Collaborative Research: CNS: Medium: Energy Centric Wireless Sensor Node System for Smart Farms

$1.76M USD

Funder National Science Foundation (US)
Recipient Organization Carnegie-Mellon University
Country United States
Start Date Oct 01, 2021
End Date Sep 30, 2026
Duration 1,825 days
Number of Grantees 1
Roles Principal Investigator
Data Source National Science Foundation (US)
Grant ID 2106921
Grant Description

Animal agriculture has intensified over the past several decades, and animals are managed increasingly as large groups. As animals are often located remotely on large expanses of pasture, continuous monitoring of animal health and well-being is labor-intensive and challenging. This project aims to develop a solar sensor-based smart farm Internet-of-Things network, which is versatile, reliable, and robust to cyberattacks for smart animal monitoring and to demonstrate its operation and practicality on real farms.

The solar sensor network will leverage low-power, wide- area networking to enable animal care personnel to monitor the behavior and health of cattle remotely through the Internet. The proposed research will provide fundamental advances to building an energy-efficient, scalable, communication-efficient animal farm system, while ensuring high monitoring quality under uncertain, dynamic, and hostile smart farm environments.

The success of this project will contribute to a farm management system by accurately observing, measuring and responding to variabilities in animal agriculture systems.

The proposed work will design an energy-centric solution that actively schedules communication and computation to minimize energy waste in energy harvesting contexts. The proposed sensor node will monitor biometrics, acceleration, and location of animals and is powered by solar energy. The proposal further builds a physical and medium-access communication layer that is actively aware of the energy-mismatch between the low-energy sensors and the more capable LoRa (Long Range) gateways.

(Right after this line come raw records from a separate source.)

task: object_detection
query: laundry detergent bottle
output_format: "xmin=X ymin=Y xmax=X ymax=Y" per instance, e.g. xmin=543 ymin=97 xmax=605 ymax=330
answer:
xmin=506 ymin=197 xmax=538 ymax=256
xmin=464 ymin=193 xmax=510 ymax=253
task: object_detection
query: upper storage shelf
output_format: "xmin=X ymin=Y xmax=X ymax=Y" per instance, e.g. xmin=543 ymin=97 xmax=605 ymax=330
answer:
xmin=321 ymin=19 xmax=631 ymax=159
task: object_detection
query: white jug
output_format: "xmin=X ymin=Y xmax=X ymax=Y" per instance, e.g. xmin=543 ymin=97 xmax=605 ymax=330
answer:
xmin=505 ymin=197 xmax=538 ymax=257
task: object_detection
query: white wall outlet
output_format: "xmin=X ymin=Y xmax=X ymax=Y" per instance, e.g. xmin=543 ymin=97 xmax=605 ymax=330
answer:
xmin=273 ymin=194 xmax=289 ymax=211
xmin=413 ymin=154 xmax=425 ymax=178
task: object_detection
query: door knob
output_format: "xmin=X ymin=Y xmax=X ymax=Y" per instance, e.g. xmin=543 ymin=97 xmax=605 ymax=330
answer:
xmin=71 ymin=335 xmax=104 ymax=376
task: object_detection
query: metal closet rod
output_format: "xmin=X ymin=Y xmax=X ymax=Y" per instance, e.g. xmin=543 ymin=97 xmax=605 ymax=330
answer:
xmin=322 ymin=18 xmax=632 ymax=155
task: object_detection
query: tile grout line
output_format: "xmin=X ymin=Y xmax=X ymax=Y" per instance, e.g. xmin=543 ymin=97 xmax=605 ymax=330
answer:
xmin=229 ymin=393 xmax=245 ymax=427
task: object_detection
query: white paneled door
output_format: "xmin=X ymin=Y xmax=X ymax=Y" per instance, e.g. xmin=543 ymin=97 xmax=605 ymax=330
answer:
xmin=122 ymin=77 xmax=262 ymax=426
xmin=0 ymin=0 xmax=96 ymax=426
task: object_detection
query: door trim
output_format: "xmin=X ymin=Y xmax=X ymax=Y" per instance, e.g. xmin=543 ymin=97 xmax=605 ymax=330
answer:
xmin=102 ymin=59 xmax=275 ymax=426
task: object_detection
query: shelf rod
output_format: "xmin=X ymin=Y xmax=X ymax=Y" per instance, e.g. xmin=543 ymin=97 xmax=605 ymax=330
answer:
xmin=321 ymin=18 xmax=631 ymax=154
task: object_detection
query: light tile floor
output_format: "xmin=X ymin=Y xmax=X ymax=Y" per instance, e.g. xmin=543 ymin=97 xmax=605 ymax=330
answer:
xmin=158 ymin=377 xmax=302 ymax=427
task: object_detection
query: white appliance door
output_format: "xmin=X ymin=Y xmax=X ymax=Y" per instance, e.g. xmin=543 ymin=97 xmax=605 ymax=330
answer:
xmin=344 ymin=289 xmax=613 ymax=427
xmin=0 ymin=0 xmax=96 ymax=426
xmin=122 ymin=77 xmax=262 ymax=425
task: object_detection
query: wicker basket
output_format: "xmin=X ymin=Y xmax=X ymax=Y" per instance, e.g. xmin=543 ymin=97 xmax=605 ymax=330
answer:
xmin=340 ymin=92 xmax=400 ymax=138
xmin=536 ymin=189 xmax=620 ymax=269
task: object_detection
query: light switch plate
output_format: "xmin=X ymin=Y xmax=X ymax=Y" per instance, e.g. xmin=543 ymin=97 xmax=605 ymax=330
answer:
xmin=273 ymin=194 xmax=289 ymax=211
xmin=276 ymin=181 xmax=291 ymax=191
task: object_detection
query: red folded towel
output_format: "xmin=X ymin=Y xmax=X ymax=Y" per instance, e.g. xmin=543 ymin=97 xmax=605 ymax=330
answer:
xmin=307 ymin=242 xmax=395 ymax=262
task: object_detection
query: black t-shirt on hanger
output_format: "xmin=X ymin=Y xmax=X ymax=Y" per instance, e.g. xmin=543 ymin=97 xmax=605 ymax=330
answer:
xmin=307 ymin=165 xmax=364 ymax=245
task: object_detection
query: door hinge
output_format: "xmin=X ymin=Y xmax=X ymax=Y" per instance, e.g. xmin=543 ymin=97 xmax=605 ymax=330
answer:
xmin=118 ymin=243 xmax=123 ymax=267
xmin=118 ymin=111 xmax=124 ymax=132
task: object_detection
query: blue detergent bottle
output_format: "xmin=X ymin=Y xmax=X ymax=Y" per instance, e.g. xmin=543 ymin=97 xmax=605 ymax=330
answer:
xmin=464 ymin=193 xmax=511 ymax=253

The adoption of wireless technologies introduces cybersecurity vulnerabilities, and hence, cybersecurity is another major design objective of the proposed system by leveraging belief models and deep learning techniques while maintaining high quality monitoring services. The proposed sensor network will be tested at Virginia Tech’s farm testbeds, which have been designed to test and showcase such technologies for pastured livestock.

The research will also be beneficial to the fields of semiconductor devices, embedded systems, Internet-of-Things (IoT) devices, wireless communications including 5G and beyond, robust machine/deep learning, cybersecurity, statistical signal detection, and agricultural production. The project will pioneer transformative research to increase productivity of animal agriculture and allow for real-world testing of advancements.

This award reflects NSF's statutory mission and has been deemed worthy of support through evaluation using the Foundation's intellectual merit and broader impacts review criteria.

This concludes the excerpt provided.